Free Bees is Free Bees, I always say.


----------



## Mr.Beeman (May 19, 2012)

Swarm calls here are down 75% or so. Bad winter kill I'm thinking.
I'll take those odds Cleo. lol


----------



## Zookeep (Sep 22, 2011)

slow year for me too here in Sarasota, I usually do 3 times as many then I did this season.


----------



## Cleo C. Hogan Jr (Feb 27, 2010)

Mr. Beeman.... Last year I only had one out, and, it caught one. I did not put it out as a swarm box, but, rather, I had brought it to Florida, (it was a totally new box) for my sister, and, she forgot to take it with her when she left. I just left it sitting on the stand I had brought for her, and bees moved in.

Obviously I have a very limited history of swarm boxes in Moore Haven, Florida, but, with the absolute success of the boxes out, in 2 years, it sure seemes like Moore Haven, Florida might be a good place to put out some swarm boxes, if anyone is looking for free bees.

cchoganjr


----------



## Colino (May 28, 2013)

I've had a terrible year, 1 for 36 boxes out. There were just not many swarms this year, but the one I did catch was a biggie.
Colino


----------



## bevy's honeybees (Apr 21, 2011)

Cleo C. Hogan Jr said:


> Today I called Bevy's Bees and she went over to Moore Haven to get them. Two for Two. Hard to beat that.
> 
> cchoganjr


They are living happily in my back yard now, collecting melaleuka nectar, and Brazillian Pepper starts in a couple weeks. I will be sure to get some of the honey to you Cleo. Thanks again! 

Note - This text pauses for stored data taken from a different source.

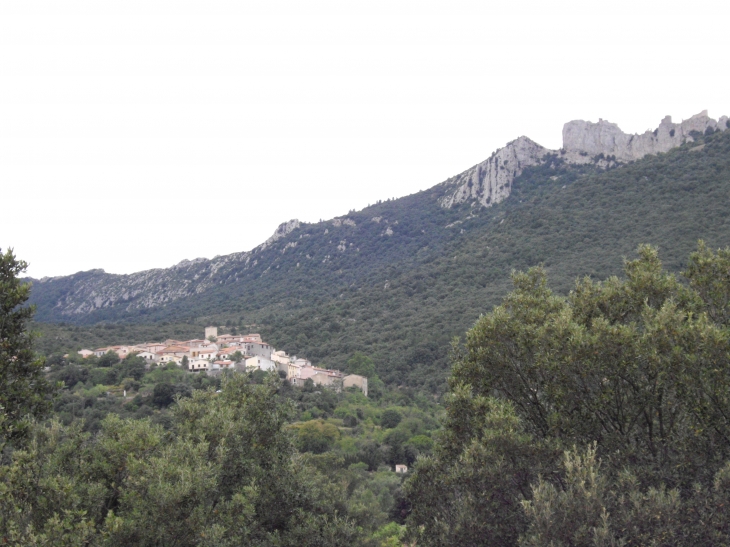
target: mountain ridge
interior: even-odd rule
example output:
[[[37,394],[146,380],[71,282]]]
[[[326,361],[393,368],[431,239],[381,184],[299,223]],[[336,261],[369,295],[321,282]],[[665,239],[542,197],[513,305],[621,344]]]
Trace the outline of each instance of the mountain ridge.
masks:
[[[221,268],[209,289],[154,308],[60,316],[53,305],[66,297],[63,282],[38,284],[37,319],[65,322],[37,324],[43,351],[161,332],[190,337],[205,325],[226,325],[253,329],[329,368],[345,370],[360,351],[383,381],[436,393],[448,376],[451,339],[501,302],[511,271],[542,265],[550,287],[566,295],[577,278],[621,275],[622,258],[642,243],[657,246],[672,272],[685,267],[698,239],[727,246],[730,132],[606,168],[550,155],[526,167],[510,198],[491,207],[444,208],[444,194],[434,187],[301,224],[251,258],[248,269],[245,261]],[[57,291],[39,295],[46,287]]]
[[[596,124],[568,122],[563,130],[564,145],[568,148],[548,150],[527,137],[520,137],[495,151],[485,162],[428,190],[325,222],[308,224],[296,219],[284,222],[271,237],[251,251],[213,259],[182,260],[169,268],[133,274],[108,274],[97,269],[33,280],[31,298],[38,307],[37,316],[41,321],[82,323],[134,320],[138,315],[154,319],[164,315],[155,315],[159,310],[229,285],[240,287],[241,299],[261,305],[261,294],[273,290],[262,280],[276,276],[281,267],[296,272],[300,265],[311,265],[313,261],[320,264],[320,275],[332,278],[334,290],[345,277],[348,283],[356,284],[377,268],[410,260],[409,253],[423,256],[434,252],[434,249],[423,250],[420,246],[423,239],[432,238],[431,247],[434,248],[455,240],[464,232],[464,223],[478,217],[481,209],[492,207],[511,195],[514,181],[525,169],[540,165],[552,169],[558,165],[575,169],[581,166],[610,169],[622,165],[628,157],[619,150],[621,147],[631,146],[631,153],[643,157],[647,150],[663,150],[679,142],[678,139],[694,142],[708,130],[723,131],[727,125],[726,117],[715,121],[703,111],[680,124],[672,124],[671,118],[666,117],[655,132],[647,131],[642,136],[632,137],[621,132],[617,125],[603,120]],[[674,133],[670,135],[672,129]],[[644,144],[637,146],[636,142]],[[618,152],[623,159],[604,152],[591,155],[599,149],[597,146],[606,152]],[[409,218],[408,222],[399,225],[399,218],[393,215],[400,216],[403,221],[409,214],[407,210],[420,211],[419,214],[427,218]],[[386,243],[394,235],[397,243]],[[317,239],[319,245],[310,245],[312,238]],[[393,249],[388,250],[389,247]],[[282,262],[283,256],[292,253],[298,253],[297,262]],[[360,254],[366,258],[361,259],[357,256]],[[349,263],[343,261],[346,256],[353,257]],[[339,267],[331,271],[338,262],[344,262],[344,270]],[[339,271],[346,271],[346,275],[343,277],[337,273]]]
[[[685,142],[693,142],[697,134],[705,134],[708,130],[725,131],[729,124],[727,116],[716,121],[703,110],[678,124],[672,123],[671,116],[665,116],[655,130],[629,135],[615,123],[603,119],[598,123],[573,120],[563,126],[563,146],[559,150],[545,148],[525,136],[519,137],[444,183],[456,186],[456,190],[444,196],[440,203],[443,207],[452,207],[473,200],[490,207],[509,197],[512,182],[525,167],[539,165],[550,155],[559,155],[568,164],[595,163],[605,168],[649,154],[668,152]]]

I set up 2 more boxes to replace what I took. The shed bees didn't have a queen with them, she must have been under the floor. So that's more like a Hogan Harvest where they can continue to build. I combined what I took with a nuk in my back yard. 

Other than that, on the same day I went to pick up the Moore Haven bees, a swarm moved into a bait box I have set up at my son's house. I have 3 other locations with bait boxes, and this is only the beginning of swarm season.


----------



## Cleo C. Hogan Jr (Feb 27, 2010)

I am thinking Moore Haven might be a good place to put out boxes. I will bring two or three setup when I come down in November. See what happens this year. Can't wait to get there and get on Lake Okeechobee. Love bass fishing as much as bees.

cchoganjr


----------